In Britain and the United States and to a lesser extent here, we have seen attacks on abortion rights and gay and lesbian rights. The fact that they have met with a militant and vigorous response shows the situation can be reversed. All of history shows that the exploited and oppressed cannot be kept in submission indefinitely. And history also shows that it is when they begin to fight back that the horrible ideas of capitalism can begin to be broken down, precisely because the circumstances which perpetuate them are ripped asunder. Anyone who saw the women tramways workers on pickets, approaching shoppers for money and support in the lockout by the Victorian Labor government early in 1990 got a glimpse of what we mean.

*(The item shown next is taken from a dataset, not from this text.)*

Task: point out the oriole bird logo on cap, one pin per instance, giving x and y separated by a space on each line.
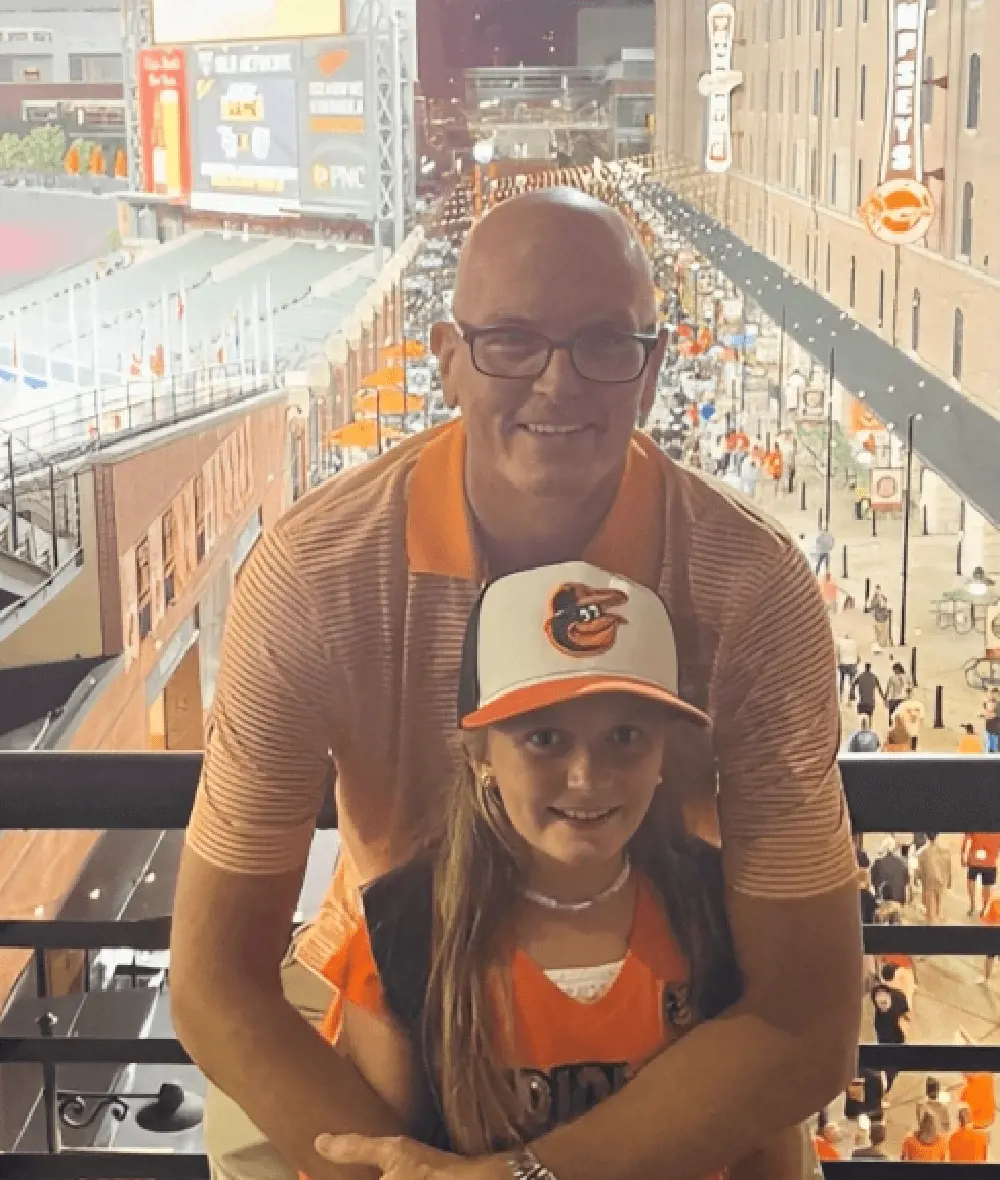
581 618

Tony Cliff has shown the relationship of the high points in epic class struggles and the position of women and the struggle for liberation. A couple of examples will sketch the point here. In the revolution in China, 1925–27, led by the working class in the cities and supported with gusto by the peasantry in the countryside, there were moves to stop the barbarous practices such as foot binding which oppressed women so harshly. In revolutionary Spain, in 1936, a country dominated by the sexism of Catholicism, women could go about among male workers without fear of rape, and participate in the most untypical activities without derision. The very rise of the women’s liberation movement was related to the high level of struggle by the working class in the late sixties, as well as the entry into the workforce and out of the isolation of the home by greater numbers of women. And one of the first demands of the revolution in Romania in 1990 was abortion on demand for women.

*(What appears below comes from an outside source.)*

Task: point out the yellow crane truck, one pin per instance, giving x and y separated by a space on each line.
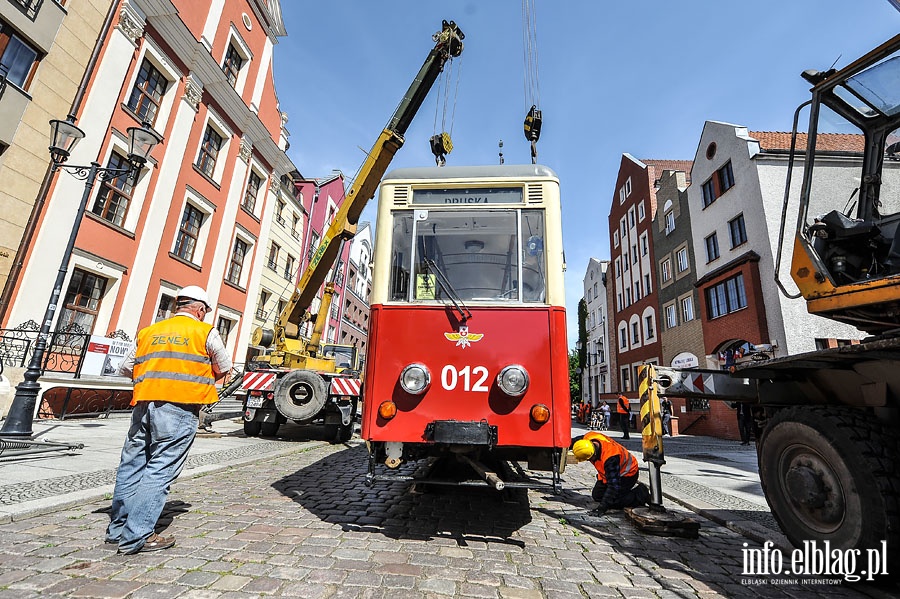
299 379
829 455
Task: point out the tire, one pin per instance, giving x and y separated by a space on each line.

Every time there has been a lull in the struggle, ideas of pessimism, ideas which say the working class cannot offer a way forward, are sung from the roof tops. But these kinds of struggles will break out again. The events in Eastern Europe are shaking the world system not just in the East. In every strike, every demonstration of protest, no matter how small, there lies the seed of struggles which could rip capitalism apart. It is not simply a matter of ideas, of education which convinces workers of different ideas. The struggle creates a material reason to change – the need for solidarity in opposition to their rulers can, in certain circumstances, quite rapidly break down the divisions which in other times hold workers back.

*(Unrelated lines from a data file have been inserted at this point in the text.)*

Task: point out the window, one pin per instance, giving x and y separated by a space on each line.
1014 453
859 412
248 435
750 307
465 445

The fight for women’s liberation begins there. The idea that men have power over women can do nothing but get in the way. It reinforces the division of sexism. Men are sexist today. But women’s oppression does not equal male power. If we see the fight against sexism as separate from the class struggle, we can easily fall into seeing working class men as an enemy. In reality, they are potential allies. In the seventies when building workers were confident of their union strength the Builders’ Labourers’ Federation (BLF) supported women’s right to work on building sites. Every defence of abortion rights against the Right to Life has received support from large numbers of men. In the mass abortion campaign against Queensland’s Bjelke-Petersen government in 1979–80, men were able to be won to support the struggle, including transport workers at Email, who stopped work to join a picket. In 1986, BLF support for the nurses’ strike in Victoria challenged their sexist ideas about the role of women.

Once we understand that working class men have nothing to gain from women’s oppression, we can see the possibility of breaking them from sexist ideas. Then we can be confident that workers, women and men fighting side by side in solidarity, can begin to change the «existing categories». There is nothing automatic about changes in consciousness in struggle. But with an understanding of the roots of women’s oppression, socialists can intervene around these issues and relate them to the experience of workers’ struggles.

Women are better placed today to fight for liberation than in any time in history. They are no longer simply housewives. They are half the working class and able to exercise the power of that class alongside male workers. Ultimately, it is the struggle of the working class which can destroy the very social structures which gave rise to women’s oppression in the first place.